50 Shades of Kulecron
I remember when I first met Garrick. He had heard me voice acting and showed interest. We skyped for a few weeks, and I thought he was pretty funny. He said "fuck" every third word which, me being the dominatrix I am, thought it was damn hilarious. I also LOVED his Shrek addiction-his Shrekdiction-we both had dreams of being that lucky man in Shrek is Love, Shrek is Life.
Then one day, he said, "Hey, you want to come to PAX with me?" I said yes.
When I first met him, the first thing I noticed was his lips. Those amazing, puffy, pink, clouds of loveliness. Whenever he spoke, the first thing I was drawn to were his beautiful lips. I mean shit, the first thing I said was, "Damn, you could land a plane on those things!" When I thought he was just gonna get pissed and walk off, he laughed, and said "But only your private jet," after which he winked.
And a spark was lit.
I think he noticed too, because every time I looked into those eyes, those big, beautiful eyes, I saw us. I saw a lovely house in the countryside with us in it. And in the backyard, a lovely puppy named "Fuckboi McGee" would run back and forth, attacking-and usually killing-all the mailmen who came to our house. I saw our son, named "Leroy", our daughter, "Waitforit", and our third kid, a boy, named "Jenkins". It was amazing, and we both wanted it to happen.
The week I came home, he skyped me again. He seemed different though. He seemed more aggressive, a bit more passionate. But I enjoyed that change. But he had another side to him. He was passionate. He would say the simplest things like, "I wonder how big your penis is?" and it was those little things that would make me happy. I loved how he could be passionate and loving at the same time, and it only made the love between us grow more.
A couple weeks later, he invited me to his house in Colorado. Naturally, I said yes.
I packed up all the things I wanted for the trip, namely my special box, which I named, " The Stripper Starter Pack" which contained the contact info for a midget stripper agency I knew about, an iPod with nothing but 100 tracks of "Let's Get it On" and three gallons of sour cream. I also packed a flare gun, in case I was attacked by bears or other dangerous beasts that roamed the cul-de-sacs of Colorado, and my favorite copy of Robot Roller Disco Derby Dodgeball with the "nude mod" installed.
During the wild and exciting trip from Washington to Colorado, I witnessed many new and adventurous things. I saw a mom van full of children with a road raged mom in the driver's seat ram an 18 wheeler on a 2 lane highway. I saw one of the fabled "Rest Stops" I had heard of in tales of olde that were known to be dens of thievery, murder, and drug dealing. I drove by a famed "McDonalds", a hellhole I had heard of that sucks people in, fills them with poisonous slop, and never lets them leave.
But eventually I reached Garrick's house.

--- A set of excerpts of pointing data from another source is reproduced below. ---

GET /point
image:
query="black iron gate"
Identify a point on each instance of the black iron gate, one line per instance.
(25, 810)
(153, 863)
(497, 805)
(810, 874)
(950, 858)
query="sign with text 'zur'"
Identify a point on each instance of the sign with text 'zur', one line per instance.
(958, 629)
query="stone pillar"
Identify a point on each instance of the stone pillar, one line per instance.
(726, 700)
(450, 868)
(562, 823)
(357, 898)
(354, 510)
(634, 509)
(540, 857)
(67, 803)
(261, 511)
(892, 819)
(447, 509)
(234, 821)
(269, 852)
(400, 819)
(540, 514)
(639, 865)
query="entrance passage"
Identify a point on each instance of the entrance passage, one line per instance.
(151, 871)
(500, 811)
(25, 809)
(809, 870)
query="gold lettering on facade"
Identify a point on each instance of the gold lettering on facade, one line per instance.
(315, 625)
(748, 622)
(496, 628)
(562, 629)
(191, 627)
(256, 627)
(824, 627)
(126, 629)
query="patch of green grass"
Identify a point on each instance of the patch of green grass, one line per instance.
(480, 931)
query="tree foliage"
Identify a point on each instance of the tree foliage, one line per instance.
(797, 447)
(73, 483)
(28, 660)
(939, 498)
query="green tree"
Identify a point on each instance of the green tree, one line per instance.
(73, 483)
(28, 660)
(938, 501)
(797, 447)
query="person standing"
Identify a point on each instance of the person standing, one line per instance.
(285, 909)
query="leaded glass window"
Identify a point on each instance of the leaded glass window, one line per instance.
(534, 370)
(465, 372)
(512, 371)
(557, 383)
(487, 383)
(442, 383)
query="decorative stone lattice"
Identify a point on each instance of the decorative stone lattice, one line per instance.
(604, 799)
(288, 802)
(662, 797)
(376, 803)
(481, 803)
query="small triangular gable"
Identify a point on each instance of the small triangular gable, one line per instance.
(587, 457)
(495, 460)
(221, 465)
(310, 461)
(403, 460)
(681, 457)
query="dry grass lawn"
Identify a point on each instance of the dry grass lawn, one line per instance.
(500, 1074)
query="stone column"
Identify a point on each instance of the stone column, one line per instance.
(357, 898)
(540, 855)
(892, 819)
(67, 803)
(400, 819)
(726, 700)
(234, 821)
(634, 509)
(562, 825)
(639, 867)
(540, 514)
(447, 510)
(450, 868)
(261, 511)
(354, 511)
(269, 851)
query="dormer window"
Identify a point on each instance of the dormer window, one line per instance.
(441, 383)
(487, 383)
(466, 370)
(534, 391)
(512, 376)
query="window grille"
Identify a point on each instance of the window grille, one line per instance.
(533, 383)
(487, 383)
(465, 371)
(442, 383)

He was waiting outside the house with a sign that said, "welcum fukboy rbin". After I got inside, he offered me a soda, which I promptly drank.
He then said, "Come on, I'll show you around the house."
The first place he showed me was the bathroom.
"This is where we leave Jazzy for days on end with no food or water if she's disobedient," he said casually.
Then he showed me the living room.
"This is where normal people watch TV, but we youtubers watch an average of 2 miliseconds of TV a year, so I don't really know anything about this place."
Then, he showed me the basement.
"Here's where I do all my YouTube and twitch shit, your PC will go here. But don't look at mine, cause I always leave a tab up of and you don't want to see some of the shit I have on there."
"You obviously haven't seen my special box," I said with a troll face.
Finally, he showed me his room.
The walls were covered with unrelated phrases scrawled on the wall. Some of the more notable phases were, "The chicken is a lie," "Down with the horsefuckers," and "Wow bro u srsly cum me?"
I asked what all of these were for, and he simply responded, "It all started when I was 6."
We stared at each other for about 2 minutes, me expecting a follow up, but I didn't get one.
"Hey, you mentioned a 'special box' earlier? Funny as that is, I have one too."
"Oh!" I said eagerly. "Well let's see it!"
He walked up to a poster showing fluttershy beating rainbow dash in the face with a fire extinguisher and pulled it back to reveal a hole in the wall. In the hole, was a cardboard FedEx box.
He removed the box and placed it on the bed and opened it up.
The box contained a myriad of items: a shrek mask, a delux pack of life savers and a tube of superglue.
"What's all this for?" I asked.
He turned to me and screamed in a Scottish voice: "'Eetl all be revailed when the toime cooms!"